The other day at ten o’clock in the evening, I sped to the spa, scything through the sheet rain on my scooter. I was wearing only my swimming shorts and I sang loudly to myself as I shot down the road, the torrent providing ultimate anonymity. As I picked up speed on a long downhill section, the rain droplets bit into the bare skin of my torso and legs like millions of splattering flies. I slowed when I reached a flooded section of road, but not soon enough. My scooter hit the water and aquaplaned. I lost steering as my tyres skimmed over the surface. Luckily, they hit tarmac and an uphill section which provided the adequate grip to get me back on track.
Ton Mai is an open-air spa with straw-roofed sections and loungers. When the rains come down, the droplets pepper the surface of the swimming pool in tiny explosions. As I completed my three minutes in the cold plunge, the cascading rain warmed my hair and face.

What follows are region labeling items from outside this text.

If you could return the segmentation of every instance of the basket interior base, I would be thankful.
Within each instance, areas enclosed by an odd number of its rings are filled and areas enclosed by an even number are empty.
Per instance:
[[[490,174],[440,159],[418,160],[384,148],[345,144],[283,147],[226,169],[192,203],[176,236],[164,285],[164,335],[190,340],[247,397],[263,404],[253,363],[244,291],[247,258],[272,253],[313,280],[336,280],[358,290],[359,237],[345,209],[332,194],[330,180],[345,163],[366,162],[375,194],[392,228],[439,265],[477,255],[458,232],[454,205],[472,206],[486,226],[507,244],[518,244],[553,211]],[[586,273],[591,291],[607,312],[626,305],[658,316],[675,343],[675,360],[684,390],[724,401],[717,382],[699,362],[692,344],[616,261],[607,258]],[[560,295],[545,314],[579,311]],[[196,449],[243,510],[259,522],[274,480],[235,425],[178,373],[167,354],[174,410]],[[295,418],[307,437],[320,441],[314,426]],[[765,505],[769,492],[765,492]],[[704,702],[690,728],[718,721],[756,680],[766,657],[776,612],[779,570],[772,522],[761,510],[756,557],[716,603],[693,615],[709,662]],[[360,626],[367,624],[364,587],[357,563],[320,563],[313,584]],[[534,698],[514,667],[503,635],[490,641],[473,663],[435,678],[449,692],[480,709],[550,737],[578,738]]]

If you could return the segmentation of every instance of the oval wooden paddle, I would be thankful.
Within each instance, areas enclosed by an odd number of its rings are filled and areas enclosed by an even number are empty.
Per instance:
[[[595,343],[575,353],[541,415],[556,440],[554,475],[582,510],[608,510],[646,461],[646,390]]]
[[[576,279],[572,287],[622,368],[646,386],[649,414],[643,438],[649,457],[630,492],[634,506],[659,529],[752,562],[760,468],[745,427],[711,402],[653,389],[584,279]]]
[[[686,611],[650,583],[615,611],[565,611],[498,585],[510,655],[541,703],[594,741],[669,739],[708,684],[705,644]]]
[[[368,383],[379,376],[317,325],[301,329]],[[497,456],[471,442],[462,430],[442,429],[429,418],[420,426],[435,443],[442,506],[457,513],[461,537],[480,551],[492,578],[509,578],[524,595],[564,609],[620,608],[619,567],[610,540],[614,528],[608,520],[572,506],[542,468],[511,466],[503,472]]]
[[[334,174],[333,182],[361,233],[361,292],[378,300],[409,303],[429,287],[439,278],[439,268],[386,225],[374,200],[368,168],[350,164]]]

On the way home, the night echoed with the coos of ladies and ladyboys of the night, glowing over their phone screens under the cover of roadside tiki huts. When I flew by an establishment named BJ Massage, a lady with bulbous lips and breasts reached her hand out into the road. The enhanced sections of her body, squeezed into a tiny, soaking tube dress, scattered my evolutionary radar. My nervous system must have thought it was passing through a mythical water-world of sirens. Business is surely quieter when the rains come down. I shot by, narrowly avoiding the flooded section of road from before, and enjoyed the emptiness of the streets and the quiet ride home.



How interesting and earthy. And your radar usually seems so tightly focused.
delightful prose esp the bit about the 'scattering of your evolutionary radar'!